Platform for crowdsourcing crisis information

Juliana Rotich, executive director of Ushahidi. Photo courtesy of Wikimedia

Though this example is not a map, many crisis maps originate on the Ushahidi platform. Ushahidi, Swahili for “testimony”, is a company offering an open-source platform used to gather crisis information from the public via social media, email, and text messaging. Initially developed as a tool to report violence in Kenya following the 2008 elections, Ushahidi has since transformed into a leader in crisis mapping. The non-profit “make[s] smart decisions with a data management system that rapidly collects data from the crowd and visualizes what happened, when and where”. The staff at Ushahidi often say that Ushahidi is only 10 percent of the solution, it must be coupled with offline engagement.

Syria Deeply

A Screenshot of the Coflict Map at Syriadeeply.org. The conflict data has undergone rigorous vetting prior to publishing.

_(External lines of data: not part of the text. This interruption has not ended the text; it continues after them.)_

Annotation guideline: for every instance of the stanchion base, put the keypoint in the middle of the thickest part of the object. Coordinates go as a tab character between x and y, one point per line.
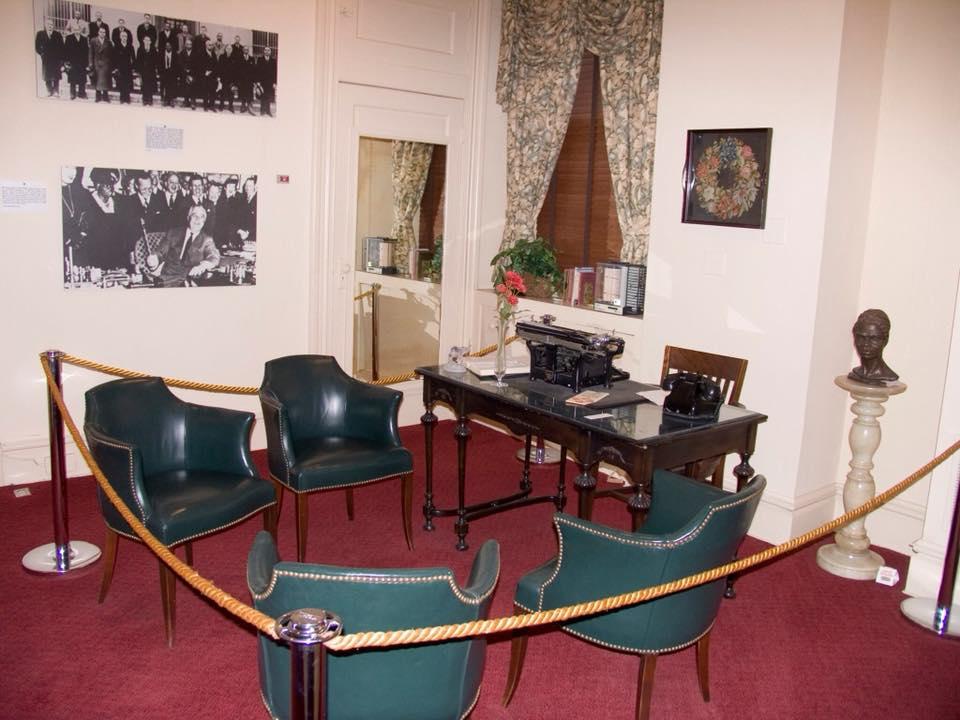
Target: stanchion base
922	610
548	456
43	559
859	566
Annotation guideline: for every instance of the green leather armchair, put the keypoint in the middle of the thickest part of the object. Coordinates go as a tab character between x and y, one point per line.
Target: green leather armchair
435	680
184	470
692	526
327	430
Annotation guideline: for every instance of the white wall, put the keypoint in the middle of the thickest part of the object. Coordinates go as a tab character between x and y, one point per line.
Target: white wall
819	74
912	256
851	222
211	334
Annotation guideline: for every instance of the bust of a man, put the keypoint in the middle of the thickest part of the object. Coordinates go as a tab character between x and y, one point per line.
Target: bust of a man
871	332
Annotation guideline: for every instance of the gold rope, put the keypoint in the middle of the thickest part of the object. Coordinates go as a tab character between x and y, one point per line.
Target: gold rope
234	389
446	632
570	612
205	587
173	382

The crisis in Syria has been watched by millions around the world. Syria Deeply has evolved into a comprehensive source on the conflict that began in March 2011. The editors at Syria Deeply use the Ushahidi platform to display refugees and casualties of the war. The data comes from well vetted sources like the United Nations High Commissioner for Refugees and the Violations Documentation Center in Syria.

Reclaim Naija

Screen shot of Reclaim Naija. The map in the image represents data points mapped using Ushahida platform and Google Maps.

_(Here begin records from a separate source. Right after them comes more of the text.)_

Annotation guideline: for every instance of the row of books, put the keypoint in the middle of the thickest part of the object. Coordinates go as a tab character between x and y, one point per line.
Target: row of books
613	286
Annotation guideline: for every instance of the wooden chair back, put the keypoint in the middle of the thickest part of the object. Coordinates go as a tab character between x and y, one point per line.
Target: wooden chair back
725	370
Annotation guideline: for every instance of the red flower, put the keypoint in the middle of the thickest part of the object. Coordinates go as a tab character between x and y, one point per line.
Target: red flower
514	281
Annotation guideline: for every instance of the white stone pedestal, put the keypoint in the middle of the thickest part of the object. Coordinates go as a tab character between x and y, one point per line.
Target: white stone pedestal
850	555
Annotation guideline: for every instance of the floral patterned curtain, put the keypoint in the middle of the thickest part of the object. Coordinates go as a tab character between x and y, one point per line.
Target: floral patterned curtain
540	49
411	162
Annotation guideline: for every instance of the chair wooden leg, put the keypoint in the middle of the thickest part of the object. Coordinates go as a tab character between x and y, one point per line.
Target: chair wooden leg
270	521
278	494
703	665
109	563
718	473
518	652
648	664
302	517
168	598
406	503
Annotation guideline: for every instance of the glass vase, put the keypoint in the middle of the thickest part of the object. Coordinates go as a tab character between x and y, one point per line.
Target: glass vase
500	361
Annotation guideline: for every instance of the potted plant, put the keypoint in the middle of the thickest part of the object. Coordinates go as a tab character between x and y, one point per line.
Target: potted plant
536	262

Reclaim Naija is a Nigerian election incident report system that seeks to empower individual Nigerian citizens to report voter or election fraud, human rights abuses, and governmental corruption to “promote electoral transparency, accountability and democratic governance through citizen action, social mobilization and policy advocacy.” This is an exceptional example of a crisis map due to its clearly defined goals, citizen engagement, and over 30,000 incident reports.

Women Under Siege

Women Under Siege is crisis map documenting sexualized violence in Syria. The goal is to make the violence visible and create a historical record for future prosecutions. This project works with Syrian activists and journalists to bring the reality of the situation in Syria to the world.